As Banks Prepare to Release Results Investors brace for Losses (Reuters) (14-01-2008)

LONDON (Reuters) - Major American banks begin to release their fourth quarter results this week and are expected to post substantial losses while they try to secure more cash from abroad.

According to a report on the CNBC website on Sunday, among them, Citigroup could write off as much as $24 billion (12.2 billion pounds) and lay off 20,000 workers in a drive to cut costs and boost capital. CNBC said the plans will be unveiled on Tuesday when Citi, the largest U.S. bank by assets, reports fourth quarter results.

Merrill Lynch is also seeking funds and the Financial Times said on Monday that the second raising of $4 billion may come from the Kuwait Investment Authority, which is expected to be a significant investor. A deal could be announced as soon as midweek.

The New York Times on Friday reported Merrill was expected to suffer $15 billion in losses stemming from bad mortgage investments, almost twice the company's original estimate, when it releases its results later this week.

The FT also reported on Saturday that Citigroup was putting the final touches to its second big fundraising, seeking up to $14 billion from Chinese, Kuwaiti and other investors.

The $200 billion Kuwait Investment Authority had no immediate comment on Monday on the reports it may buy into the two damaged American banks.

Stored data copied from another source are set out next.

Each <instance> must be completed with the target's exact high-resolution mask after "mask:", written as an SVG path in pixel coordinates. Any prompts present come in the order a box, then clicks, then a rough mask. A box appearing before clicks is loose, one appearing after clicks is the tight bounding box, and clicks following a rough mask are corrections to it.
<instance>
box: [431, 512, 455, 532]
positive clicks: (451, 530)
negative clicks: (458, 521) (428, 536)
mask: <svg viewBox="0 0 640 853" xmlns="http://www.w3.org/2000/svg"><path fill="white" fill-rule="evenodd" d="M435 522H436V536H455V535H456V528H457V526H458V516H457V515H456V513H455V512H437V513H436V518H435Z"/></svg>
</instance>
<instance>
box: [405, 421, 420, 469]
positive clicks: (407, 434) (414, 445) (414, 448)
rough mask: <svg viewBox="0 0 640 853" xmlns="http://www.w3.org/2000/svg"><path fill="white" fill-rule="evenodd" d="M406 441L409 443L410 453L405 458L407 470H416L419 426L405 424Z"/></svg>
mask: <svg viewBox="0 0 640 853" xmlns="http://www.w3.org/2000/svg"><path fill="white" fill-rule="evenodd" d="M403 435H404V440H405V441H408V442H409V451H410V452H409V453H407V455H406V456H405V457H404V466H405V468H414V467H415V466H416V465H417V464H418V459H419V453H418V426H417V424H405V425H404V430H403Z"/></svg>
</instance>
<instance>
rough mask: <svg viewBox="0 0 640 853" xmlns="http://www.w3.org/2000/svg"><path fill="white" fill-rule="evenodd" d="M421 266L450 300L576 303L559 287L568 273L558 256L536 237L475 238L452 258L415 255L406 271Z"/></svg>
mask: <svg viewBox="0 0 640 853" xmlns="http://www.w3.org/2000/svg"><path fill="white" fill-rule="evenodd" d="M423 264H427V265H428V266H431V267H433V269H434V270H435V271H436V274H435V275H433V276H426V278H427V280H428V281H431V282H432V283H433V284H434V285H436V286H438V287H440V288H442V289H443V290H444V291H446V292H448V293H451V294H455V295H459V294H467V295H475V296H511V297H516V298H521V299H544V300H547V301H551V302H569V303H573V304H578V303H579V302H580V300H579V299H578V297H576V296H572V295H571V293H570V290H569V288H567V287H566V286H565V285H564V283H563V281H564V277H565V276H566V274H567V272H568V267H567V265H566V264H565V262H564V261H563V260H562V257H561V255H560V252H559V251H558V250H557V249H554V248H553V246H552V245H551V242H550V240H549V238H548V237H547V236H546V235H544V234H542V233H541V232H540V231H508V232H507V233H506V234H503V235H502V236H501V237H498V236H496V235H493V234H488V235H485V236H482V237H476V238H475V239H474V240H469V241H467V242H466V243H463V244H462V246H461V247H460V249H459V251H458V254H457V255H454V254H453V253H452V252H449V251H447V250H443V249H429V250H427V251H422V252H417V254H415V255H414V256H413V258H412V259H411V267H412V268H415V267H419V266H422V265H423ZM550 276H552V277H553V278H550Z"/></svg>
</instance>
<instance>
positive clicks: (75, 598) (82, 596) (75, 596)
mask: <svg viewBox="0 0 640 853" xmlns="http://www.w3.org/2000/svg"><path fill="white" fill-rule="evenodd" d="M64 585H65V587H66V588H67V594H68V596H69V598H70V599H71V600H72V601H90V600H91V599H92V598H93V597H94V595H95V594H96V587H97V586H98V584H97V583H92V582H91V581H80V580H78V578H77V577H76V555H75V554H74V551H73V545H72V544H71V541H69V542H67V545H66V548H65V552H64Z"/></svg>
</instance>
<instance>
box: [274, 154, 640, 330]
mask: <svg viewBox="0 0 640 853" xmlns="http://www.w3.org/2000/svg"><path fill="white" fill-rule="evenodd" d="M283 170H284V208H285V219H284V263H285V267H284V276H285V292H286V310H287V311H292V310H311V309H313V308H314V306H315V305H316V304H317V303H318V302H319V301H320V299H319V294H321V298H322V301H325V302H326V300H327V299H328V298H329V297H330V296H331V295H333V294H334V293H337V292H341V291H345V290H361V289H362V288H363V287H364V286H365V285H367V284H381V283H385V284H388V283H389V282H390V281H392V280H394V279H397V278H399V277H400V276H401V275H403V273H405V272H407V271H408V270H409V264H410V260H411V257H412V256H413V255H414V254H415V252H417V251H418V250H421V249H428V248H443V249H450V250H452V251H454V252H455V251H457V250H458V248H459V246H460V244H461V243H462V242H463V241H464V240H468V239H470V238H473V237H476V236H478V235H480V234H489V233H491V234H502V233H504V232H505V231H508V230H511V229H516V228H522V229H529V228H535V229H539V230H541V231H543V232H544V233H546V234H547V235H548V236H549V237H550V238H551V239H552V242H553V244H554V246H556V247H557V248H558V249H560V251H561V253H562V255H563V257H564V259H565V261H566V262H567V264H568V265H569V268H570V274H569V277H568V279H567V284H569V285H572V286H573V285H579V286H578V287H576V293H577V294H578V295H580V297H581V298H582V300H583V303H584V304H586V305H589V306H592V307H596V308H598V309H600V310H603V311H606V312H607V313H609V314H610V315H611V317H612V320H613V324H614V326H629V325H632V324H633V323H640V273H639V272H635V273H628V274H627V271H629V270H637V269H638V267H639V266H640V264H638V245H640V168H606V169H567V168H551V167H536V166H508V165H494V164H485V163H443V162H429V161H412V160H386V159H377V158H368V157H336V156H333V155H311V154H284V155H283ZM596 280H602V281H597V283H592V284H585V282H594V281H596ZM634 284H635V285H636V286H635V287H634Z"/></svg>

Banks, wrestling with huge losses stemming from mortgages lent to people ill-equipped to repay them, have been seeking cash from sovereign wealth funds.

In December, Merrill Lynch secured as much as $7.5 billion by selling a stake to Singapore's government and an asset manager. The month before, Citi agreed to sell up to a 4.9 percent stake to Abu Dhabi for the same amount.

As well as Merrill and Citi, other big names such as State Street and JP Morgan report results this week.

The Federal Reserve will auction $30 billion later on Monday and the European Central Bank and Swiss National Bank will continue their unprecedented U.S. dollar lending to banks, as part of ongoing coordinated central bank efforts to help calm credit market tensions.

Swiss banking giant UBS AG appealed to its shareholders last week to back a capital injection by the Singapore government and a Middle East investor and warned it still could not predict how the subprime crisis will play out.

And shares in stricken British lender Northern Rock, the biggest casualty of the credit crunch, fell as much as 7 percent early on Monday, on fresh concerns the bank is facing imminent nationalisation.